At the time Confederate gunners opened fire on Fort Sumter, 44% of Georgia’s population was Black, but you would never know that from the state’s most visited Civil War attractions. The annual insistence every February that Black History be placed on the country’s agenda is one reason why the old Stone Mountain laser-show lionization of Stonewall, Bobby Lee, and Jeff Davis now leaves such a bad aftertaste. Young people know the real history and they can’t swallow the distortions.

While Black History Month has helped to change a lot about how students learn about the American past, it has a lot of long established institutions to push up against. Stone Mountain is one of them, obviously. The State of Georgia expended taxpayer funds to support the touristization of this non-battlefield site of the rebirth of the Ku Klux Klan. Heck, the Federal government designed  half-dollar commemorative coins in 1925 with Lee and Jackson on the face to boster the finances of the site. Over a century of Lost Cause socialism couldn’t be erased with a few Black History Month bulletin boards.

During the 1920s, the Sons of Confederate Veterans began acquiring battlefield land at Bull Run to grant eternal fame to the Confederates who won two of their cause’s signal victories there. Those sitting on the board of “Manassas Battlefield Confederate Park” had to demonstrate that they were “orthodox” believers in the “vindication of the…Confederate government” to serve. The park, which was centered on Henry Hill, was never intended to tell history. It was designed as a propaganda vehicle for the Lost Cause. To ensure that no miscegenating ideas infiltrated, the trust’s membership was open only to whites. Even as small an honor as granting honorary memberships to donors was reserved for members of the white race! When the Sons later turned the land over to the National Park Service, it was with the understanding that Stonewall’s stand on Henry Hill in 1861 would be the central story told, bringing this narrative forward to the time when I first visited Bull Run in the 1970s.

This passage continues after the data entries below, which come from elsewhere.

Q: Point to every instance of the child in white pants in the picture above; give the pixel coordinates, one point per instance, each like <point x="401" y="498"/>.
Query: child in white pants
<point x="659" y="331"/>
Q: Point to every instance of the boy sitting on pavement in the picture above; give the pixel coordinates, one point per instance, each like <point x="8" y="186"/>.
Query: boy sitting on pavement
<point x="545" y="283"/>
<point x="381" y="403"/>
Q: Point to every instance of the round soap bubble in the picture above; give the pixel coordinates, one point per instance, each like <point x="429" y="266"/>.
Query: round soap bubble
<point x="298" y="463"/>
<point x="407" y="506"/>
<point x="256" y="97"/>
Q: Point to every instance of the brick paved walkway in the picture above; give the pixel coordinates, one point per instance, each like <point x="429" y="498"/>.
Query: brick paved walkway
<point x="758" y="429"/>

Black history was set aside in Alabama as well. The Alabama state archive, under its second director Marie Bankhead Owen, spent more of its resources documenting the four years of the Confederacy than it did on the more than two-centuries of Black history in the state. Bankhead Owen, an important figure in the United Daughters of the Confederacy, was so opposed to the recognition of the state’s Black people that she fought against votes for women because she thought that excluding Black women from the vote was “essential for the preservation of social order and the maintenance of white supremacy,” according to a group she led.

Carter Woodson

This is why Black History Month is so important. Blacks were not just ignored in the telling of the story of the United States, their history, their contributions and struggles were plowed under to hide them from the historical record. When Harvard-educated historian Carter G. Woodson began advocating for a Negro History Week, which was later expanded to a Black History Month, he understood that an annual commemoration would push the story of African Americans to the fore, in a country that sometimes seemed like it wanted them to disappear. At the same time that Woodson proposed Negro History Week, the all-white legislature of Mississippi passed legislation requesting that the Federal government obtain land in Africa to deport Mississippi’s Black population to. Woodson knew that as America’s Black past was obscured, Blacks could be seen as a people without a history, without roots in the land that their families had inhabited for generations. The struggle for a truthful telling of Black History was a basic fight for survival.

This is also why, nearly a century after the first Negro History Week, we still see so much opposition to the very mention of Black History.



6 Responses to Echoes of Reconstruction: Black History Month and the Erasure of Black History

  1. Well said, Pat. Why we have to endure a resurgence of Lost Cause nonsense in the guise of opposition to critical race theory just boggles the mind. Racism often comes thinly veiled and has little truck with the truth.

    1. Agreed. Basically any realistic incorporation of Black history into school curriculums is depicted as CRT, but this erasure of Black history goes back long before CRT was developed, and even before the Frankfurt School was dreamed of.